For those who are poor in our country, President Obama has created The American Jobs Act is an Act that is supposed to help our fellow Americans who, in such treacherous economic times, have fallen below the poverty line.
It seems like a no-brainer. We need to pass this Act. Yet, as I was walking around campus asking people to support the American Jobs Act, I was defeated with a heavy resistance from a number of people. These people argued that this measure will raise their taxes, a horrible infringement on their rights. First of all, President Obama’s plan only raises taxes on families who earn over a million dollars a year. But let’s assume it did raise taxes for us middle class folk. Let’s assume that everyone who is not going paycheck to paycheck had to pay taxes. This Act would have no hope for making it.
The reason is not because we lack empathy, or we have no souls. It is because we are nearsighted. We concentrate only on what is immediately in our minds: our money, our income, our house, our lifestyle. And in doing to, we tune out everything else around us.

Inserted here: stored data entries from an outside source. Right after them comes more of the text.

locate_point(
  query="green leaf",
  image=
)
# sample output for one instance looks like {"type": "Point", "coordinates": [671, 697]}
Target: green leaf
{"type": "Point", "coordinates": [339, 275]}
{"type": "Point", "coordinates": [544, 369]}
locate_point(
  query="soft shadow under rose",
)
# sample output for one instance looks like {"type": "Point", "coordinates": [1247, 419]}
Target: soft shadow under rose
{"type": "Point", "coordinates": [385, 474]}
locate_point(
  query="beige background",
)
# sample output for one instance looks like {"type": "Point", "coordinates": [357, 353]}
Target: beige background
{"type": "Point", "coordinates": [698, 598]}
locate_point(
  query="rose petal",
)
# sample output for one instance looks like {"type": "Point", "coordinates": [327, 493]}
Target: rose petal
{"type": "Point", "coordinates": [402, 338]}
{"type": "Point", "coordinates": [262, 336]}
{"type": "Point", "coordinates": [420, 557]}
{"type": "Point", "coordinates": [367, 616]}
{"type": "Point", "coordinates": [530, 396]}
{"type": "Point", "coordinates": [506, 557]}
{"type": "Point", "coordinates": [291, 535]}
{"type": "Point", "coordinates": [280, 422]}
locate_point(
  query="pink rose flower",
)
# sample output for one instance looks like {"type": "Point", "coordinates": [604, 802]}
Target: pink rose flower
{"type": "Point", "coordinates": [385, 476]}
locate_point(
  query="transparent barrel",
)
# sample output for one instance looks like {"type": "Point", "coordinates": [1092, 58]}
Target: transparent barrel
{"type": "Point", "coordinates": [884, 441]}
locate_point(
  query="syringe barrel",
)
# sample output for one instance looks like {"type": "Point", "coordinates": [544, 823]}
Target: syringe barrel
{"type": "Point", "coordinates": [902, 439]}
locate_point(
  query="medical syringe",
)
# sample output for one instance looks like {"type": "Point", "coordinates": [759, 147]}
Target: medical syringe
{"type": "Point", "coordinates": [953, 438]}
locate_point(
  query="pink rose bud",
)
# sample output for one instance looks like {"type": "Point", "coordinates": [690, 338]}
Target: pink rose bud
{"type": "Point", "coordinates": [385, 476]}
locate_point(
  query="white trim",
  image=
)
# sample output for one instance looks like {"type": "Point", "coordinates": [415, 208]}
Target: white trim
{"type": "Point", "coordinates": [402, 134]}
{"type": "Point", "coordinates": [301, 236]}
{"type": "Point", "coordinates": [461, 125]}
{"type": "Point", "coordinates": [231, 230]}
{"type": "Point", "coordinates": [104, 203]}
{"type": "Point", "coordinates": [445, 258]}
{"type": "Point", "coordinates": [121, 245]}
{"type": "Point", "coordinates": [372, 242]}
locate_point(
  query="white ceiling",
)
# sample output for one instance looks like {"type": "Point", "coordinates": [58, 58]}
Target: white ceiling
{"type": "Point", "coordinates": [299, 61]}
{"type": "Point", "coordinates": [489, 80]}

In Monta Vista, we live in a bubble of safely, where the influences of the economy and the problems of our government barely reach our ears. I’ve been outside that bubble. I’ve been to places where poverty is real. I have relatives in India who don’t have a phone, who have never heard of Internet. I’ve seen people begging for money from every car at a stoplight, seen them waiting outside temples for alms. I’ve seen it. I’ve seen past the gargantuan A, the nearsighted goal, and have seen the world as it really is. And it is my firm belief that the time has come for the people in this nation to see this too.